Les provinces qui forment aujourd’hui le domaine de cet état en Europe, furent autrefois indépendantes les unes des autres. Des révolutions la plupart ſingulières, les ont réunies ſous les mêmes loix. Au centre de ce tout bizarrement composé, ſont quelques iſles, dont la plus connue ſe nomme Sélande. On y trouve un port excellent, qui n’étant au onzième ſiècle qu’une habitation de pêcheurs, devint une ville au treizième, la capitale de l’empire au quinzième, & une belle cité après l’incendie de 1728, qui conſuma ſeize cens cinquante maiſons. Au midi de ces iſles, eſt cette péninſule longue & étroite, que les anciens appelloient Cherſonèſe Cimbrique. Ses parties les plus importantes, les plus étendues, ont ſucceſſivement groſſi la domination Danoiſe, ſous le nom de Jutland, de Sleſwig & de Holſtein. Elles ont été plus ou moins floriſſantes, à proportion qu’elles ſe ſont reſſenties de l’inſtabilité de l’océan, qui tantôt s’éloigne de leurs bords, & tantôt les engloutit. On voit dans ces contrées une lutte entre les hommes & la mer, un combat perpétuel dont les ſuccès ont toujours été balancés. Les habitans d’un tel pays ſeront libres dès qu’ils s’apercevront qu’ils ne le ſont pas. Ce n’eſt point à des marins, à des inſulaires, aux peuples des montagnes, que le deſpotiſme peut en impoſer long-tems.

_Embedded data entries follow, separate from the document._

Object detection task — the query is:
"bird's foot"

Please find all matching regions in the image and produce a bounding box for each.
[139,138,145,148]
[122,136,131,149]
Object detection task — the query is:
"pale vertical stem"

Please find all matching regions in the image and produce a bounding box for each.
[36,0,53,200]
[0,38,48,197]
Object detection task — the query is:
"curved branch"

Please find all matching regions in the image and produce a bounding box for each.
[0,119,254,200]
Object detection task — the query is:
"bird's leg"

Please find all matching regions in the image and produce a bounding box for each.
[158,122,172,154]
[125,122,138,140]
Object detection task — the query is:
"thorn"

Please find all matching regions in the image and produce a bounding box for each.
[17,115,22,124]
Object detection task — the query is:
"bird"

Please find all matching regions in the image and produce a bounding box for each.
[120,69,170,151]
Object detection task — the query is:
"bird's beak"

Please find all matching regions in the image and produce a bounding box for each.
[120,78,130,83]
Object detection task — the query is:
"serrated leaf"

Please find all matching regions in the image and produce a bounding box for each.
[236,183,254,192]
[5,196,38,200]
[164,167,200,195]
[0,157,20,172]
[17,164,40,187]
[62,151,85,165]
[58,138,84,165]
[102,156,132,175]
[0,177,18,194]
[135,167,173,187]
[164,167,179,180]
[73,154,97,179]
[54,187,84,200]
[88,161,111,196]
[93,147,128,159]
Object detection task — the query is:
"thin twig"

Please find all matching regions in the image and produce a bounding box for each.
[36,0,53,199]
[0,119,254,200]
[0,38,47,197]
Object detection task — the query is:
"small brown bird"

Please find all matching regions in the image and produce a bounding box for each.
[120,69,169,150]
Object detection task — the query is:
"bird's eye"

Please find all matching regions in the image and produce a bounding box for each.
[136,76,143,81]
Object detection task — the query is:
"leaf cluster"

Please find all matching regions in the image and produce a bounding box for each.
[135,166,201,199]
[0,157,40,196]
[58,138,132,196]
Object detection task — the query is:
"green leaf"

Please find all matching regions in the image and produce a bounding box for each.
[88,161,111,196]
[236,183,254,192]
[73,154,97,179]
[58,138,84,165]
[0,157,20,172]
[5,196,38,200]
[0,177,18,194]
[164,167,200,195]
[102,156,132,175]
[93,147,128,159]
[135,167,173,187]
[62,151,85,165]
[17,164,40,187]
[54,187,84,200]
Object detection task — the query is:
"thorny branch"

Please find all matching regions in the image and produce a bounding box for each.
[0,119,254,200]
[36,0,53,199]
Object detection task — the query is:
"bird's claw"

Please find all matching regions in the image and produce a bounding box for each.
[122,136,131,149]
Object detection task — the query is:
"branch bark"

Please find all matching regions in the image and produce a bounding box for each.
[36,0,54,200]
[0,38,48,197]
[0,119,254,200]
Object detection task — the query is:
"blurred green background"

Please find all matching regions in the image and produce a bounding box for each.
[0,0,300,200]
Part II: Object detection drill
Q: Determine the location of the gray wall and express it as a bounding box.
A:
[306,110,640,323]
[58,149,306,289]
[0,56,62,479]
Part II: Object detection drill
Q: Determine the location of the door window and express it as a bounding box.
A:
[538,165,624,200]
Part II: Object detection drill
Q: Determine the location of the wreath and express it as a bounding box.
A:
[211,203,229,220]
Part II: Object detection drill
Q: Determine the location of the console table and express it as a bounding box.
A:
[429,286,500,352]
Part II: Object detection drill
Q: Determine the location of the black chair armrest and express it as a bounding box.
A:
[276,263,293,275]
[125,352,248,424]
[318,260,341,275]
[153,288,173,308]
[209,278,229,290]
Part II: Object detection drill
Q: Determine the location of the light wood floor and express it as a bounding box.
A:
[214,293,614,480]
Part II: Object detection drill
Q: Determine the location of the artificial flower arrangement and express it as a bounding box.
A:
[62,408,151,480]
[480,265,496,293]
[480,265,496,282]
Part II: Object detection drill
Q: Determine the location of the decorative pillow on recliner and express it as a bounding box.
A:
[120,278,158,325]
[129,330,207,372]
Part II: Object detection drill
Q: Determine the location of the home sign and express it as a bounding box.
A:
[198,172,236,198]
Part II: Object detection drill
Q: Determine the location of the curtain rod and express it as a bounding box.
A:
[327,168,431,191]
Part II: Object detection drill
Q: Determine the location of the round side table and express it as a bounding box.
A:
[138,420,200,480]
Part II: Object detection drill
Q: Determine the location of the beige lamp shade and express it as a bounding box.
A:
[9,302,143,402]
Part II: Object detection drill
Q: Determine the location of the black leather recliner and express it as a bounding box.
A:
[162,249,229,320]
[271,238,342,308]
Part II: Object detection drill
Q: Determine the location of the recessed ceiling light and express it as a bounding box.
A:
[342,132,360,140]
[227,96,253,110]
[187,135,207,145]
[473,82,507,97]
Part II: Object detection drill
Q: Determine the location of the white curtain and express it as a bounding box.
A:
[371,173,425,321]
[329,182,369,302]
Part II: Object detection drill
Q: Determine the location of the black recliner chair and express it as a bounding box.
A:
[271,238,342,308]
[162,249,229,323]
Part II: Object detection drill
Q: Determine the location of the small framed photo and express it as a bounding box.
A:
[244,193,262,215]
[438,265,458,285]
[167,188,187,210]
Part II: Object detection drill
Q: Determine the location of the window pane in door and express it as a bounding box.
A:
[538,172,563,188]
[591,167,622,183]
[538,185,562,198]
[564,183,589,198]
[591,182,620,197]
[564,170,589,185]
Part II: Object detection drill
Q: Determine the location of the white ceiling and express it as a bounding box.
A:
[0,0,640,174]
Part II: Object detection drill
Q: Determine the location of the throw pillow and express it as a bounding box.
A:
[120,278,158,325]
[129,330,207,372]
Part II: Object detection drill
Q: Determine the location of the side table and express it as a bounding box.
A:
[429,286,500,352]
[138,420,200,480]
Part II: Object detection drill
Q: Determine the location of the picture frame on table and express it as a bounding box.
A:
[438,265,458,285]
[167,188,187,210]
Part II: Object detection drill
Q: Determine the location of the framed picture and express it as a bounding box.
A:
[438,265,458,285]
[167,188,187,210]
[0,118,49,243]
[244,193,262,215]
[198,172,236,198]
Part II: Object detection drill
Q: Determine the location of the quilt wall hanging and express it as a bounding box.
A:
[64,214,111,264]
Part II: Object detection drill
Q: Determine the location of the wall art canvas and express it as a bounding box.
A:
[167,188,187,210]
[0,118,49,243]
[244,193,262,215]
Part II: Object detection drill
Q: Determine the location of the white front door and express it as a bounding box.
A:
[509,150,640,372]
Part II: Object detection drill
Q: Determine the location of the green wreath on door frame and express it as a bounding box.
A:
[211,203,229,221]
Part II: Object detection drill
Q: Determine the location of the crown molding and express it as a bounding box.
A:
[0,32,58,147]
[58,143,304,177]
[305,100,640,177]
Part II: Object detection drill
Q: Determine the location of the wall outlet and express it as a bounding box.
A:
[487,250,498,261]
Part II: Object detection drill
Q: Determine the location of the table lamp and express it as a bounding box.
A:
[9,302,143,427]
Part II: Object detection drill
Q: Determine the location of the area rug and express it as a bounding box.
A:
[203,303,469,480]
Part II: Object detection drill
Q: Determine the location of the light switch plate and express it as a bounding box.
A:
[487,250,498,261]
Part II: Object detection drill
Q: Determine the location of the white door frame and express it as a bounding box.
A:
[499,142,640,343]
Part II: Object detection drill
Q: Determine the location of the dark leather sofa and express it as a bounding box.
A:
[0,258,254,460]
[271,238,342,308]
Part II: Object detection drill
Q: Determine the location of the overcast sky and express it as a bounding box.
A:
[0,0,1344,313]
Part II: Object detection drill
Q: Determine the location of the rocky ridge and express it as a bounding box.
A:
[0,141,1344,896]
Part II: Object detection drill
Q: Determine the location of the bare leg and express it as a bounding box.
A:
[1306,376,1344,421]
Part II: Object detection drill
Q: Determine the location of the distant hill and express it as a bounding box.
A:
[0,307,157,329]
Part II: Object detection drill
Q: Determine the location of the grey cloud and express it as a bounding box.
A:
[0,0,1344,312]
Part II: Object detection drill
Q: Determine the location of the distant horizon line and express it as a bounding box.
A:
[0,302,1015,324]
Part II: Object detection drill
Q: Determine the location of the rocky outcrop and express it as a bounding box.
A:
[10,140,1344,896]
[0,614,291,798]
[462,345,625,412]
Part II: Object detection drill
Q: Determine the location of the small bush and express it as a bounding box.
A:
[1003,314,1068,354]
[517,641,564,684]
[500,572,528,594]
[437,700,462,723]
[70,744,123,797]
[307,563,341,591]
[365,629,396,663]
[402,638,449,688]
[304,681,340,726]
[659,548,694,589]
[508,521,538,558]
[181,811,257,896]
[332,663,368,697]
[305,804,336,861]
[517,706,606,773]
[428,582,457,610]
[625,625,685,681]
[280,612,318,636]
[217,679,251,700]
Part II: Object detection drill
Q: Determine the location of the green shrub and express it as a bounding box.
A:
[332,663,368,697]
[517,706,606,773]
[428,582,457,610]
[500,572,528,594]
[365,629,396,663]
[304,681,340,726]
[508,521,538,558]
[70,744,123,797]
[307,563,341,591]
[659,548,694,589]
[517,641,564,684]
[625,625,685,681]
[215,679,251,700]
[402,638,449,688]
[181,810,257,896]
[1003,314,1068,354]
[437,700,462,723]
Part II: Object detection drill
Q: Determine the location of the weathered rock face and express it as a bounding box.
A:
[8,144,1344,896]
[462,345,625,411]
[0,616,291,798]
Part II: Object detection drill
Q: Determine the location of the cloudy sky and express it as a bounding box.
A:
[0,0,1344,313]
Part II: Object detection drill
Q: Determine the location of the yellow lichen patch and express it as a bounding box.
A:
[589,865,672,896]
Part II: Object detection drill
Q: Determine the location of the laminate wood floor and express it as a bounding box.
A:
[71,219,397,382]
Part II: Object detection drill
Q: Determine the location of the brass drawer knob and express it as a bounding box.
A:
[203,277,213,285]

La Norwège qui obéit au Danemarck, n’eſt pas plus propre à cette ſervitude. Elle eſt couverte de pierres ou de rochers, & traversée en différens ſens par de hautes montagnes, qui ne ſont pas ſuſceptibles de culture. On ne voit en Laponie qu’un petit nombre de ſauvages, fixés ſur les côtes par la pêche, ou errans dans des déſerts affreux, & ſubſiſtans par le moyen de la chaſſe, de leurs pelleteries & de leurs rennes. L’Iſlande eſt un pays misérable, cent fois bouleversé pas des volcans, par des tremblemens de terre, & cachant toujours dans ſon ſein des matières bitumineuſes, qui peuvent à chaque inſtant la réduire en un amas de ruines. Pour le Groenland, que le vulgaire croit une iſle, & que les géographes préſument tenir à l’Amérique par l’oueſt, c’eſt un pays vaſte & ſtérile, que la nature condamne aux glaces éternelles. Si jamais ces régions ſont peuplées, elles deviendront indépendantes les unes des autres, & toutes du roi de Danemarck, qui croit y commander parce qu’il s’en dit le maître, à l’inſu de leurs ſauvages habitans.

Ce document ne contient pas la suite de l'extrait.